Some of the Chilean goods that enjoy duty-free access to Indonesia are: butter, almonds, hazelnuts, fresh fruits such as avocados, oranges, and lemons, honey, grape and apple juice. Indonesia said that it is benefiting from a preferential tariff on its exports of products ranging from footwear, motor vehicles and machinery to textiles, detergent and perfume. Between January and September 2020, the total trade between the two countries accounted for approximately USD 180 million. It is projected to increase by 33 per cent from the date of entry into force in 2019 within the next three years.  

RTAs and transparency

    In accordance with the Transparency Mechanism for RTAs, the Chair of the Committee, Ambassador Mārtiņš Kreitus of Latvia, informed members that 36 early announcements of RTAs had been made and were available on the WTO's webpage. Members' notifications can be found here.
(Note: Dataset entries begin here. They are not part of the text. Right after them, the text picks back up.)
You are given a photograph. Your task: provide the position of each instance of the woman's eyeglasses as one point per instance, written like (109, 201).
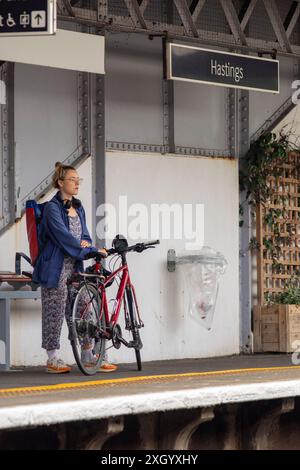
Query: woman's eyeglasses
(74, 180)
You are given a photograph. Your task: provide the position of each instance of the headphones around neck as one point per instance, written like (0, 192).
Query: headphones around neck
(70, 202)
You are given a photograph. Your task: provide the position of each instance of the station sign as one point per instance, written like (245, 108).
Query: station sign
(199, 65)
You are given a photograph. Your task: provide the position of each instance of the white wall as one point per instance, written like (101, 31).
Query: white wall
(169, 332)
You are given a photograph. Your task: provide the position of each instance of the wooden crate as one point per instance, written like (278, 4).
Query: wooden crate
(276, 327)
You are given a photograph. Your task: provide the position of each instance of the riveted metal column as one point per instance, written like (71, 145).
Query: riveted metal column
(232, 122)
(168, 89)
(83, 111)
(97, 139)
(7, 148)
(245, 230)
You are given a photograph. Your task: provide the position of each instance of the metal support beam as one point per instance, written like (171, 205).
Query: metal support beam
(102, 9)
(143, 6)
(197, 11)
(293, 21)
(97, 148)
(245, 231)
(7, 147)
(186, 17)
(113, 23)
(277, 24)
(233, 21)
(246, 16)
(135, 13)
(168, 91)
(68, 7)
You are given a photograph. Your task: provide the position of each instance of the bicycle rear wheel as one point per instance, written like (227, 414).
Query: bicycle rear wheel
(133, 327)
(87, 328)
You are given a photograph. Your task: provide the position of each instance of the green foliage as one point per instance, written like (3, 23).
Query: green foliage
(291, 294)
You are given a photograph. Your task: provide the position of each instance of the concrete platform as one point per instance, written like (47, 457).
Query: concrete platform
(30, 397)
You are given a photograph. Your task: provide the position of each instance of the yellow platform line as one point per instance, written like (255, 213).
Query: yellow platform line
(129, 380)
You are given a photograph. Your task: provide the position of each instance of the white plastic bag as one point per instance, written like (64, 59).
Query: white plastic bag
(202, 270)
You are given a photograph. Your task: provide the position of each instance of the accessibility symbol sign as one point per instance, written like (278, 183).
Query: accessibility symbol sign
(27, 17)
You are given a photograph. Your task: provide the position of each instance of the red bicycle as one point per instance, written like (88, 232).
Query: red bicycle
(90, 323)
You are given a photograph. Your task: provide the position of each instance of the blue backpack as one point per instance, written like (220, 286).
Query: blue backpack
(34, 214)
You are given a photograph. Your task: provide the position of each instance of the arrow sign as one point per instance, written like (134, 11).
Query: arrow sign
(27, 17)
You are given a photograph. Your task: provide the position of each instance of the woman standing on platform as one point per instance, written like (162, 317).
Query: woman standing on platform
(66, 242)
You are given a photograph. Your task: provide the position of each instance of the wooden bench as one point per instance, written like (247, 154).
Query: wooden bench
(17, 281)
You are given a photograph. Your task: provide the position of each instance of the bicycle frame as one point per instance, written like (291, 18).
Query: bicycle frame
(125, 283)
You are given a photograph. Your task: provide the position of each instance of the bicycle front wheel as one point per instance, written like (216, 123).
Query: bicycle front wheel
(87, 329)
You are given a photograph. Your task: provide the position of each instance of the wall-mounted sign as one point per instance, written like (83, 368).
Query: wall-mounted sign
(195, 64)
(27, 17)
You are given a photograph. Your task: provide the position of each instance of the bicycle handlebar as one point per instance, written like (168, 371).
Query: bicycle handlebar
(138, 247)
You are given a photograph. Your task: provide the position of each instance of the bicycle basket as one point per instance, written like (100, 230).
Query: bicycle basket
(104, 272)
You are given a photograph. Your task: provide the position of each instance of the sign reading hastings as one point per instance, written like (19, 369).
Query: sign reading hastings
(195, 64)
(27, 17)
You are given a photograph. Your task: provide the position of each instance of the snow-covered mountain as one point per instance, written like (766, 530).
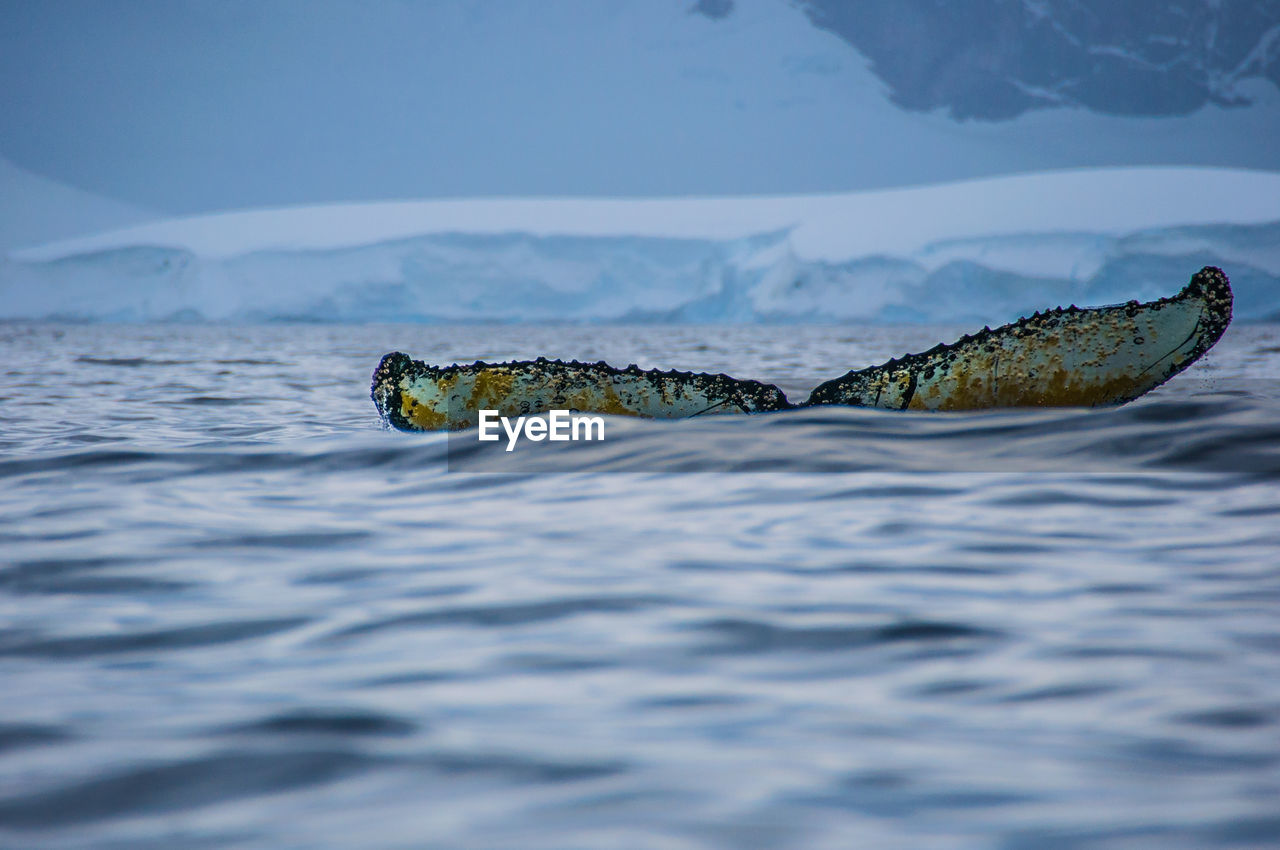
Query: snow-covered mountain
(978, 251)
(996, 60)
(195, 106)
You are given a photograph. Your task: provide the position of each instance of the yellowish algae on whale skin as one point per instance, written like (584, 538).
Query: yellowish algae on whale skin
(415, 396)
(1064, 357)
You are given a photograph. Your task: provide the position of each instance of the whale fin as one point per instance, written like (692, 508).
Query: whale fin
(1064, 357)
(415, 396)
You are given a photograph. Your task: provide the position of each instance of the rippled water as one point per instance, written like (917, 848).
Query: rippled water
(237, 613)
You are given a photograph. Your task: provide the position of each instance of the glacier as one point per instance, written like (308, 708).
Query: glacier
(977, 252)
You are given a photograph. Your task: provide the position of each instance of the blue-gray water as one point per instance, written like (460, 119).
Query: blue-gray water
(234, 612)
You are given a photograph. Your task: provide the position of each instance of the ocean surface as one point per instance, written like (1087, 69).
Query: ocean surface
(236, 612)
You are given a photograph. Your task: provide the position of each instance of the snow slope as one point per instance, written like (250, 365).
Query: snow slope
(33, 209)
(974, 251)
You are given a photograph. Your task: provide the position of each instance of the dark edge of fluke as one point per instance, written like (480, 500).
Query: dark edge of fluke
(1210, 283)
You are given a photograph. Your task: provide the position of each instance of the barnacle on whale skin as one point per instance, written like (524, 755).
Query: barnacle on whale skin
(1061, 357)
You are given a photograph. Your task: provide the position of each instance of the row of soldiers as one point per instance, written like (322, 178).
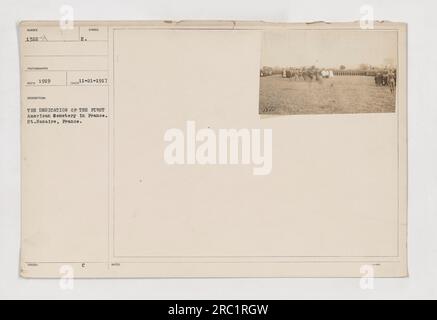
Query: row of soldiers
(306, 73)
(386, 78)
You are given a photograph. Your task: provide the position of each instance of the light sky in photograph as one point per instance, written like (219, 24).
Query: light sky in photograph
(329, 48)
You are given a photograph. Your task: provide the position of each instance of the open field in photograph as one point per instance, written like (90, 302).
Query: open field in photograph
(341, 94)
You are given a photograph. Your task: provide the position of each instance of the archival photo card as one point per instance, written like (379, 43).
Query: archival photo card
(328, 71)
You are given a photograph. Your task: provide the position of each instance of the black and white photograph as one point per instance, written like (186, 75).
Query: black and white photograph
(328, 71)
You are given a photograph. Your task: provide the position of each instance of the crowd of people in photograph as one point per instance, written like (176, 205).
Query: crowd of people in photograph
(383, 76)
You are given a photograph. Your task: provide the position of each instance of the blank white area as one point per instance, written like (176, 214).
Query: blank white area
(422, 129)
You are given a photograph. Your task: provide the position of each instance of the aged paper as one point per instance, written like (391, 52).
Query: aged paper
(213, 149)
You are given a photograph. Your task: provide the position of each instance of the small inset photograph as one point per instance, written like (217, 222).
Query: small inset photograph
(328, 71)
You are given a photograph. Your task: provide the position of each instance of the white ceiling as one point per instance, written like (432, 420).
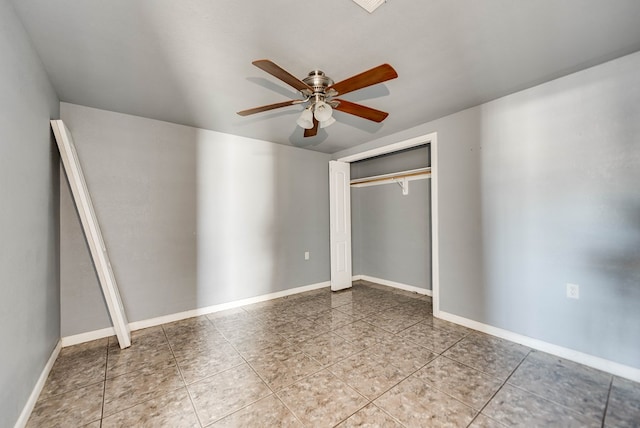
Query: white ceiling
(189, 61)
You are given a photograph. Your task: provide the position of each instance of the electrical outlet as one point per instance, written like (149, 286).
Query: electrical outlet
(573, 291)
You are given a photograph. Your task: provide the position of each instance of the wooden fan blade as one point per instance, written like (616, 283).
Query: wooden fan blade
(276, 71)
(267, 107)
(361, 111)
(378, 74)
(313, 131)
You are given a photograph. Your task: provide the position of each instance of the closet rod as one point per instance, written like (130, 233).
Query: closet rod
(391, 177)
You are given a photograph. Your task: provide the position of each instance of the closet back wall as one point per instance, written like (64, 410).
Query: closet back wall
(391, 232)
(191, 218)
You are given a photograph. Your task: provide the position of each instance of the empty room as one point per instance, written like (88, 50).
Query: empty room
(338, 213)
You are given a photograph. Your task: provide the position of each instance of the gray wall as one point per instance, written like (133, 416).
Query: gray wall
(391, 233)
(191, 218)
(29, 285)
(538, 189)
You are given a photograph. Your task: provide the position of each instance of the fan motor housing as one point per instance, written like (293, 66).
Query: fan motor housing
(318, 81)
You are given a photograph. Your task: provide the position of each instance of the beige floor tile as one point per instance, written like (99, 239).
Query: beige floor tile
(224, 393)
(391, 323)
(327, 355)
(127, 390)
(573, 385)
(624, 404)
(368, 373)
(77, 367)
(496, 357)
(403, 354)
(424, 334)
(148, 347)
(170, 410)
(512, 406)
(321, 400)
(370, 417)
(200, 364)
(482, 421)
(251, 345)
(415, 404)
(363, 334)
(267, 412)
(462, 382)
(70, 409)
(279, 372)
(329, 348)
(331, 319)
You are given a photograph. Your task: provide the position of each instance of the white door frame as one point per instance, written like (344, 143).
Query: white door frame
(340, 225)
(432, 140)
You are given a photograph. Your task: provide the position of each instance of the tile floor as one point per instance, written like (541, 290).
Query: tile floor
(368, 356)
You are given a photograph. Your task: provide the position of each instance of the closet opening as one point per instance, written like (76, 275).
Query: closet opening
(390, 195)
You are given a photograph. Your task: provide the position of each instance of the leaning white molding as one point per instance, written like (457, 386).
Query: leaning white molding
(152, 322)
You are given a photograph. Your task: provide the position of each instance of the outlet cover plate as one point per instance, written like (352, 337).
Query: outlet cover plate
(573, 291)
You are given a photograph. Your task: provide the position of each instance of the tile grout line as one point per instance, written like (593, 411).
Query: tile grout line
(273, 392)
(499, 389)
(175, 360)
(606, 404)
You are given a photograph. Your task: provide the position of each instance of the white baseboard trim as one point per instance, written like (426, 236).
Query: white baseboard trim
(393, 284)
(37, 389)
(612, 367)
(152, 322)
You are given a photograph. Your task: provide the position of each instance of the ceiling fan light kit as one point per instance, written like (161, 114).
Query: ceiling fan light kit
(306, 119)
(318, 92)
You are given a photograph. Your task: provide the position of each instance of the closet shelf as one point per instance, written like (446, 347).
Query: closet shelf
(413, 173)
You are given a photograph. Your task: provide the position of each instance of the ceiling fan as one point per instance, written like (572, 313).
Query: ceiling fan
(318, 92)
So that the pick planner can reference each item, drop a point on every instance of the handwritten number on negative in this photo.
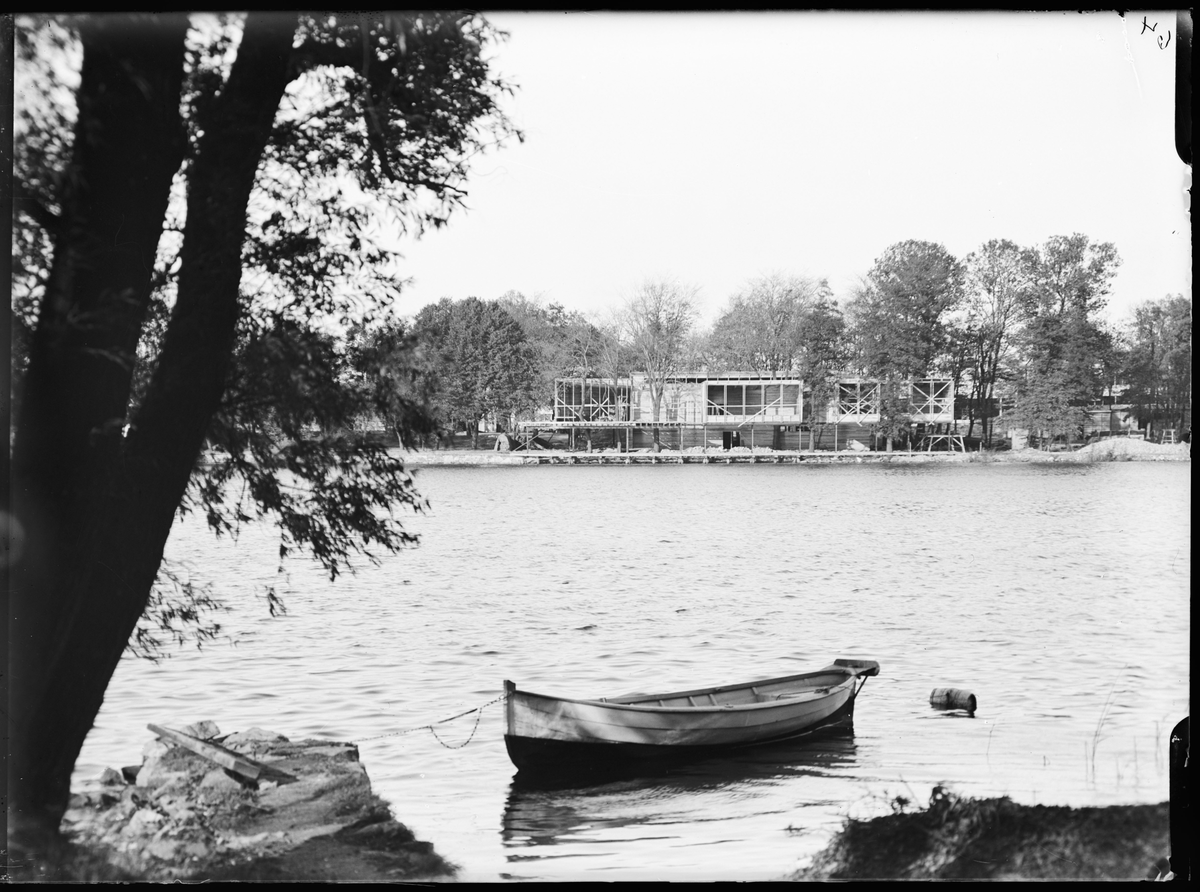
(1147, 27)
    Three notifications were submitted since the last meeting in September: the entry into force of the Agreement between the United States, Mexico and Canada (goods and services); the notification of termination of the North American Free Trade Agreement (NAFTA) (goods and services); and the accessions of Samoa and the Solomon Islands to the Interim Partnership Agreement between the EU and the Pacific States (goods).

    Two notifications of changes were received on the services aspects of two agreements between China and respectively Macao, China and Hong Kong, China. The Chair reported that 53 RTAs have still not been notified to the WTO.

    The Chair also noted that factual presentations had to be prepared for 21 RTAs involving WTO members only and a further 23 involving non-members, counting goods and services separately. The Chair said he had held consultations with delegations for which the consideration of RTAs remains delayed due to the lack of comments or data from the members involved.